По расчетам вольных инженеров в столыпинском купе могут шестеро сидеть
внизу, трое -- лежать на средней полке (она соединена как сплошные нары, и
оставлен только вырез у двери для лаза вверх и вниз) и двое -- лежать на
багажных полках вверху. Если теперь сверх этих одиннадцати затолкать в купе
еще одиннадцать (последних под закрываемую дверь надзиратели запихивают уже
ногами) -- то вот и будет вполне нормальная загрузка арестантского купе. По
двое скорчатся, полусидя, на верхних багажных, пятеро лягут на соединенной
средней (и это -- самые счастливые, места эти берутся с бою, а если в купе
есть блатари, то именно они лежат там), на низ же останется тринадцать
человек: по пять сядут на полках, трое -- в проходе меж их ног. Где-то там,
вперемежку с людьми, на людях и под людьми -- их вещи. Так со сдавленными
поджатыми ногами и сидят сутки за сутками.

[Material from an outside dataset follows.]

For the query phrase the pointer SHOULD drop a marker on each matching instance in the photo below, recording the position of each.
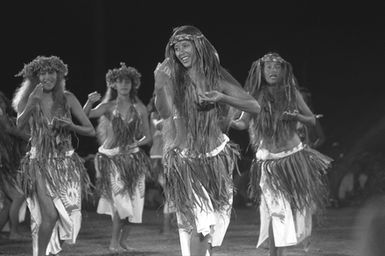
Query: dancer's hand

Нет, это не делается специально, чтобы мучить людей! Осужденный -- это
трудовой солдат социализма, зачем же его мучить, его надо использовать на
строительстве. Но, согласитесь, и не к т„ще же в гости он едет, не
устраивать же его так, чтобы ему с [воли] завидовали. У нас с транспортом
трудности: доедет, не подохнет.
С пятидесятых годов, когда расписания наладились, ехать так доставалось
арестантам недолго -- ну, полтора, ну двое суток. В войну и после войны было
хуже: от Петропавловска (казахского) до Караганды столыпин мог идти [семь
суток] (и было двадцать пять человек в купе!), от Караганды до Свердловска
-- [восемь суток] (и в купе было по двадцать шесть). Даже от Куйбышева до
Челябинска в августе 1945 года Сузи ехал в столыпине несколько суток -- и
было их в купе ТРИДЦАТЬ ПЯТЬ человек, лежали просто друг на друге,
барахтались и боролись. *(1) А осенью 1946-го года Н. В. Тимофеев-Рессовский
ехал из Петропавловска в Москву в купе, где было ТРИДЦАТЬ ШЕСТЬ ЧЕЛОВЕК!
Несколько суток он ВИСЕЛ в купе между людьми, ногами не касаясь пола. Потом
стали умирать -- их вынимали из-под ног (правда, не сразу, на вторые сутки)
-- и так посвободнело. Вс„ путешествие до Москвы продолжалось у него [три
недели]. *(2)
Предел ли -- тридцать шесть? У нас нет свидетельств о тридцати семи, но
придерживаясь единственно-научного метода и воспитанные на борьбе с
"предельщиками", мы должны ответить: нет и нет! Не предел! Может быть
где-нибудь и предел, да не у нас! Пока еще в купе остаются хотя бы под
полками, хотя бы между плечами, ногами и головами кубические дециметры
невытесненного воздуха -- купе готово к приему дополнительных арестантов!
Условно можно принять за предел число не разъятых трупов, умещаемых в полном
объеме купе при спокойной укладке.
В. А. Корнеева ехала из Москвы в купе, где было тридцать женщин -- и
большинство из них дряхлые старушки, ссылаемые на поселение за веру (по
приезду ВСЕ эти женщины, кроме двоих, сразу легли в больницу). У них не было
смертей, потому что несколькие среди них были молодые, развитые и
хорошенькие девушки, сидевшие "за иностранцев". Эти девушки принялись
стыдить конвой: "Как не стыдно вам так везти? Ведь это же ваши матери!" Не
столько, наверно, их нравственные аргументы, сколько привлекательная
наружность девушек нашла в конвое отзыв -- и несколько старушек
пересадили... в [карцер]. А карцер в столыпине это не наказание, это
блаженство. Из пяти арестантских купе только четыре используются как общие
камеры, а пятое разделено на две половины -- два узких полукупе с одной
нижней и одной верхней полкой, как бывет у проводников. Карцеры эти служат
для изоляции; ехать там втроем-вчетвером -- удобство и простор.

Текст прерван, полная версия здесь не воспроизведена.